Simon Rattle conducts Beethoven’s Symphony No. 9
It’s a moving moment in Beethoven’s Ninth Symphony and in the history of music overall: when the instruments audibly struggle for the right expression in the Finale, fail – and the jubilant singing of human voices is needed to convey Beethoven’s marvellous vision of a humane, joyful world. With this concert, Simon Rattle and the Berliner Philharmoniker wrap up their interpretation of all the Beethoven symphonies.
“The symphony can hold its head high in the presence of its eight sisters; it is certainly overshadowed by none,” wrote the reviewer of the Allgemeine musikalische Zeitung on 12 May 1824 after the premiere of the work with which Sir Simon Rattle wraps up his Beethoven cycle. This symphony, composed in the context of such revolutionary compositions as the HammerklavierSonata op. 106, the Missa solemnis op. 123 and the Diabelli Variations op. 120, was Beethoven’s last great challenge in the field of orchestral music. In it the composer found his way to a monumental musical language that, in the words of Carl Dahlhaus, “stands up to being stated emphatically without collapsing into empty rhetoric”.

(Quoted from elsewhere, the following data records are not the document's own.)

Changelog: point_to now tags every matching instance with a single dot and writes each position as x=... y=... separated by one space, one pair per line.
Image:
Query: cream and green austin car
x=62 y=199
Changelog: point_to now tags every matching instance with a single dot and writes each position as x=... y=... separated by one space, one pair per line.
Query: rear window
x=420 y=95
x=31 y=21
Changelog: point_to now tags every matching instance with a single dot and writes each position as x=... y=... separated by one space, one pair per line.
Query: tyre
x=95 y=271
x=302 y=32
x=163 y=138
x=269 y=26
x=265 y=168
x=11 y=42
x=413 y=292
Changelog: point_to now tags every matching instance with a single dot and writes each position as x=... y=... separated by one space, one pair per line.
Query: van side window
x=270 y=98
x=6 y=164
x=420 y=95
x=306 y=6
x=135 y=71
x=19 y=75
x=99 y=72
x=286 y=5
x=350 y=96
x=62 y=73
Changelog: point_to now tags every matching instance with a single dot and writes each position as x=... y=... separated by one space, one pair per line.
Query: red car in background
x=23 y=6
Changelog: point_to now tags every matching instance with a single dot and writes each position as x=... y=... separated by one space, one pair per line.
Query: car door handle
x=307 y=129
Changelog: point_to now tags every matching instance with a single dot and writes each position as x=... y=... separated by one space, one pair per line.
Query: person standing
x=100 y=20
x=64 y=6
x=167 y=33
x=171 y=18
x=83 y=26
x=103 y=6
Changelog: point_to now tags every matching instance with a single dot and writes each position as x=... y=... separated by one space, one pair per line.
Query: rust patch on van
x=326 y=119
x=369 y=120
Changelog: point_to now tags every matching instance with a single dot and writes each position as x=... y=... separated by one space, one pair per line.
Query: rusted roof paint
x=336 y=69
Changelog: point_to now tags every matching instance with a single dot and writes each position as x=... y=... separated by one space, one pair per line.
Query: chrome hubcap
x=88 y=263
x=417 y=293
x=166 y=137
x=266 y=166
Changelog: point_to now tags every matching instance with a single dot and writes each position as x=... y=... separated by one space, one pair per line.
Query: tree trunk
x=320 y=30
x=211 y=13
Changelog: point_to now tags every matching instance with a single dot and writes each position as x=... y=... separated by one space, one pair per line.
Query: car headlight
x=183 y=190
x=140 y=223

Starting from an indeterminate empty fifth, the music steers purposefully towards an apotheistic finale which gives a clear answer to the conflicts previously exposed. For what was at first just hinted on a purely instrumental level pushes through to linguistic clarity in the chorus part: the catchy theme is first introduced in the celli and basses, “as obscurely secretive and trusting […] as long buried and drowned out memories of youth” (Adolph Bernhard Marx). It then passes through an unprecedented increase in a dynamic display of splendour in sound which, after an alla marcia section, gradually slows down, leading the work to its triumphal conclusion. The Rundfunkchor Berlin will sing, together with an ensemble of soloists of international reputation: besides the Berliner Annette Dasch, who, as one of the leading contemporary sopranos, can be experienced around the world at the most important concert and opera houses, mezzosoprano Eva Vogel is expected; she successfully debuted in the Philharmonic’s Berlin concerts in 2009. Other soloists are the tenor Christian Elsner as well as Dimitry Ivashchenko, who already sang the bass role in Beethoven’s Ninth Symphony at the Philharmonic concert in the Waldbühne in 2013.